Selain dampak yang dirasakan oleh para pedagang pakaian dan makanan dikarenakan pemasukan yang menurun, akibat adanya pandemi covid-19 ini juga berakibat diadakannya shalat Idul Fitri berjamaah di setiap masjid maupun lapangan. Dikarenakan terlalu banyak jamaah yang ikut sholat idul fitri, sehingga sebagai upaya pencegahan sholat idul fitri di masa pandemi covid-19 ini dilaksanakan di rumah masing-masing. Tentunya semua hal yang sudah diupayakan oleh masyarakat ini memiliki tujuan yang baik, yaitu untuk memutus mata rantai penyebaran virus covid-19.

Ada juga upaya lain yang dilakukan pemerintah dalam memutus mata rantai penyebaran virus covid-19, yaitu dengan menghimbau supaya masyarakat tidak bersilaturahmi ke rumah tetangga dan kerabat untuk menghindari kerumunan. Tentu kebijakan seperti ini mendapatkan berbagai macam respon dari masyarakat.

Ada yang mematuhi kebijakan yang telah ditetapkan, tetapi ada juga yang tidak peduli dengan kebijakan pemerintah tersebut.
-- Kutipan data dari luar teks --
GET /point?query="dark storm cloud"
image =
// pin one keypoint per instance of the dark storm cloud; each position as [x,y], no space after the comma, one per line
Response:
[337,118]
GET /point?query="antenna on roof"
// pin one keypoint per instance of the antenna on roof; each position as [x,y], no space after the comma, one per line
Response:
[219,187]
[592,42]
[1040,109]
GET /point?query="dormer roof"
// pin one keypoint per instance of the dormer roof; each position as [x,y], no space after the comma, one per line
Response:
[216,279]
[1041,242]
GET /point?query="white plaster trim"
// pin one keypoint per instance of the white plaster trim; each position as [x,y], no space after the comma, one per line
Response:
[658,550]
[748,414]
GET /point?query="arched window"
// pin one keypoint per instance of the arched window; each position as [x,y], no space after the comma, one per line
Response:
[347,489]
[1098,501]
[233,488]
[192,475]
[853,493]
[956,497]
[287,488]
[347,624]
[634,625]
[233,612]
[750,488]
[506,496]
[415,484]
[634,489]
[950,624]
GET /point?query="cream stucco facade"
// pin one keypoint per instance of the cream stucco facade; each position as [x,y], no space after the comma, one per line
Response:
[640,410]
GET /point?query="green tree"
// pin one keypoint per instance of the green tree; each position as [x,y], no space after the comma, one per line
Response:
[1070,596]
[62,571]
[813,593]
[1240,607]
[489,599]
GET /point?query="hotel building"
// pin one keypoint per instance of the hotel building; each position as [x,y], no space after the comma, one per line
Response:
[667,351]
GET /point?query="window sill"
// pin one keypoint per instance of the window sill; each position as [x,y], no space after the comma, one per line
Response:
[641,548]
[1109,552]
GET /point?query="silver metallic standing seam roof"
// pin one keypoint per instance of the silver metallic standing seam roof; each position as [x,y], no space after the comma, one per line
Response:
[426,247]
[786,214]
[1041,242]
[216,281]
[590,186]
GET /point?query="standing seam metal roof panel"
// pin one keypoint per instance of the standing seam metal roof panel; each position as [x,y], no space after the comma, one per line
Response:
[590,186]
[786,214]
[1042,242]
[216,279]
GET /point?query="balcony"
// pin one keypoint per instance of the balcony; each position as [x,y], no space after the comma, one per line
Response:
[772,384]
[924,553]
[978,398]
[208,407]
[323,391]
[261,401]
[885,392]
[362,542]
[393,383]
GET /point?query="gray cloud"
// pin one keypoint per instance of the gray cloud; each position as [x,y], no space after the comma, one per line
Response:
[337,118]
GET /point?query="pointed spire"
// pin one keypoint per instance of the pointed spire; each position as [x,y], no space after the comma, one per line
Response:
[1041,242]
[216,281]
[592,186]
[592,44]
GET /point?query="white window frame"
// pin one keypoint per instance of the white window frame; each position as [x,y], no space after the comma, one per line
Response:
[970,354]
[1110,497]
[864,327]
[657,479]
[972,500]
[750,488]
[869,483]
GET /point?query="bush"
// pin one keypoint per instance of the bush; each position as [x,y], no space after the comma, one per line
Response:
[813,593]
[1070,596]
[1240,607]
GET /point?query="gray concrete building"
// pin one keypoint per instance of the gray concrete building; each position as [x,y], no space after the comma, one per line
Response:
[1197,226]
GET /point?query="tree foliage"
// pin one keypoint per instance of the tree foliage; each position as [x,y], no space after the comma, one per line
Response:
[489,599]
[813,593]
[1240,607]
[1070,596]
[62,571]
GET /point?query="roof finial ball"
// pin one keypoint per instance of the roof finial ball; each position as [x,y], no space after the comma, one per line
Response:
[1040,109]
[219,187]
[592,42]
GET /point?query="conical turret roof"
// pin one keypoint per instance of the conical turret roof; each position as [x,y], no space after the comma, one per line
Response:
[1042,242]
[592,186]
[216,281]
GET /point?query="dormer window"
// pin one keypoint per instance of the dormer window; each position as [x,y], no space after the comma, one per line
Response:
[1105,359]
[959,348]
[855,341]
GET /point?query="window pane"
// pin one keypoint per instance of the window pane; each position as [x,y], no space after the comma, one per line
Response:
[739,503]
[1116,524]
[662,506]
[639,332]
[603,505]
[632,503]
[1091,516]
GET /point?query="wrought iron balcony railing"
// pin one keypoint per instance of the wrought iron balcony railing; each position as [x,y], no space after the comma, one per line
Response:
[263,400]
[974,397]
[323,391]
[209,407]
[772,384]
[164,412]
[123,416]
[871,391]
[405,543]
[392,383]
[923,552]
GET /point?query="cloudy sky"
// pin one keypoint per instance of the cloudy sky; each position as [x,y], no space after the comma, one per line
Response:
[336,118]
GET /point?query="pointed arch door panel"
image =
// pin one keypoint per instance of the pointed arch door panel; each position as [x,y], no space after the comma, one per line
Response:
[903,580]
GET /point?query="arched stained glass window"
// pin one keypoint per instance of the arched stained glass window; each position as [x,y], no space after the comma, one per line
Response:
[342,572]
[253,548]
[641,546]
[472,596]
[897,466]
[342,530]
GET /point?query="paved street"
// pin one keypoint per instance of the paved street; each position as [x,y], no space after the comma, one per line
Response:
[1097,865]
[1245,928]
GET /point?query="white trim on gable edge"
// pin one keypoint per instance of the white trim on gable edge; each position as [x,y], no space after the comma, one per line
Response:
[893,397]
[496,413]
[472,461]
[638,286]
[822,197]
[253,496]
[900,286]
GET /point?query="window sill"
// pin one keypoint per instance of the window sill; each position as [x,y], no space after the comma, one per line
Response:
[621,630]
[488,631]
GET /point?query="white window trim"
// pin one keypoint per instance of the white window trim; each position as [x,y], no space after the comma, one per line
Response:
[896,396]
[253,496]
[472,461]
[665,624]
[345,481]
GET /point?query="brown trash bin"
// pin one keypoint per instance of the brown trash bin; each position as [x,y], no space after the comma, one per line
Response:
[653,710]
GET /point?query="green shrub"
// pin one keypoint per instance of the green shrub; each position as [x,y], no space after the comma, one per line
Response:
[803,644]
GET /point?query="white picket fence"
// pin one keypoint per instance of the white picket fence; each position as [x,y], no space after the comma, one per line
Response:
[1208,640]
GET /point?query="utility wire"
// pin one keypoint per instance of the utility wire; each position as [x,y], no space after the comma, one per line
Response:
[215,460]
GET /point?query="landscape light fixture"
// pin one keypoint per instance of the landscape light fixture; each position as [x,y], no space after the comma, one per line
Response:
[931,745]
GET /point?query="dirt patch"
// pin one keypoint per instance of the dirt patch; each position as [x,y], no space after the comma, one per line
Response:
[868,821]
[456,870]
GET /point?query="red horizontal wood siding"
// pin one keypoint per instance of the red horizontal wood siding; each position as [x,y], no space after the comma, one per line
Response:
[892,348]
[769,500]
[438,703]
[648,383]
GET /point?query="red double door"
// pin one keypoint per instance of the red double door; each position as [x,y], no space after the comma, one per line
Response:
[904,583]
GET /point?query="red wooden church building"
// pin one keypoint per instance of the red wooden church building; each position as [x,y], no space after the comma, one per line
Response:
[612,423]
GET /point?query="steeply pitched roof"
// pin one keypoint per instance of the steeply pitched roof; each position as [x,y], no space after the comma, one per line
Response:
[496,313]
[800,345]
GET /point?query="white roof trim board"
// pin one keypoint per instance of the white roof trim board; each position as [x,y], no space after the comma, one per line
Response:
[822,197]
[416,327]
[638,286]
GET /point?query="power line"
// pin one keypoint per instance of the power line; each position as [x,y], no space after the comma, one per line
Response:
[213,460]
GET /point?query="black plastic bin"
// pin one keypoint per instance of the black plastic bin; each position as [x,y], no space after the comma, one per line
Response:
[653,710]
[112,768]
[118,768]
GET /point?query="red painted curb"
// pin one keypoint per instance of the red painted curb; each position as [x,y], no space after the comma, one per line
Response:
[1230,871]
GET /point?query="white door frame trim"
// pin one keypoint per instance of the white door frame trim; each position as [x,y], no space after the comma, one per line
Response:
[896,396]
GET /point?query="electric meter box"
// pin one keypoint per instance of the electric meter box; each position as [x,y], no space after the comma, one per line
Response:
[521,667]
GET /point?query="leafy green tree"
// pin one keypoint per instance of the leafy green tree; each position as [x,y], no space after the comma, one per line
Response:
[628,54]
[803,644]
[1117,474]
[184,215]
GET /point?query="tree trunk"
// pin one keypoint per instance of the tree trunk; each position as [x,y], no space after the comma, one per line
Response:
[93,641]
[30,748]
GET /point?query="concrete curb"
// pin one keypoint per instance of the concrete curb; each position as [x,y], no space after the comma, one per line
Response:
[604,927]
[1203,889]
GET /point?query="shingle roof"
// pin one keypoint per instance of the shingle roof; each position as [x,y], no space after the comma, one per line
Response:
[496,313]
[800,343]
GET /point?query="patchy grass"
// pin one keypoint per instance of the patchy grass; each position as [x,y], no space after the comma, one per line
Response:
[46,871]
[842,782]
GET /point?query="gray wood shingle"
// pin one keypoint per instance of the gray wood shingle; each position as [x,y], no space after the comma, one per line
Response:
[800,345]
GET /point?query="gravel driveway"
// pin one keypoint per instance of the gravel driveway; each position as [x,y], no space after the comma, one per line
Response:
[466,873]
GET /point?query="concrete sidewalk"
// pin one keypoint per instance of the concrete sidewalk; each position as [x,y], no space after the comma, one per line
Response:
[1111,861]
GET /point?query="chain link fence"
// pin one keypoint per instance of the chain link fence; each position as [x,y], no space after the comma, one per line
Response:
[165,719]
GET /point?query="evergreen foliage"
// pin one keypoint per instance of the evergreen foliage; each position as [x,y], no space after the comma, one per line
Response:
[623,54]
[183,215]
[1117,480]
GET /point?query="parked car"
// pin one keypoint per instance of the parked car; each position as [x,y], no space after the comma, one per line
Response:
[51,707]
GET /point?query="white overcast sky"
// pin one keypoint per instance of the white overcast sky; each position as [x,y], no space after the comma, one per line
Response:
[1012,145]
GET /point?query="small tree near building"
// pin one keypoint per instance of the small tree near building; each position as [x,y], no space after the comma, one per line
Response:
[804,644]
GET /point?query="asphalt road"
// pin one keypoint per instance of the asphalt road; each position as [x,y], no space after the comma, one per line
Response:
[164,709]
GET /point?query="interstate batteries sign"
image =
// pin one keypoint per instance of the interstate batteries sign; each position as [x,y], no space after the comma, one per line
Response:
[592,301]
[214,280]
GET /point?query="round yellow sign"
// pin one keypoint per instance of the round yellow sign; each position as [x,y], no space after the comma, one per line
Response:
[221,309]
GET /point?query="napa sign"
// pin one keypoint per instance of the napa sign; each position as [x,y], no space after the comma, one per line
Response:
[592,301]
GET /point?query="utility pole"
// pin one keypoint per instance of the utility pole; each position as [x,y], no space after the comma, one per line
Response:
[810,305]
Bagi masyarakat yang benar-benar mematuhi kebijakan pemerintah, selalu melakukan apa yang telah menjadi peraturan yang ditetapkan, tetapi bagi masyarakat yang tidak peduli dengan kebijakan tersebut, tetap melakukan kegiatan bersilaturahmi ke rumah tetangga dan kerabat yang membuka pintunya. Dan semua hal ini kembali ke keyakinan masing-masing, jadi tidak perlu dibuat pusing.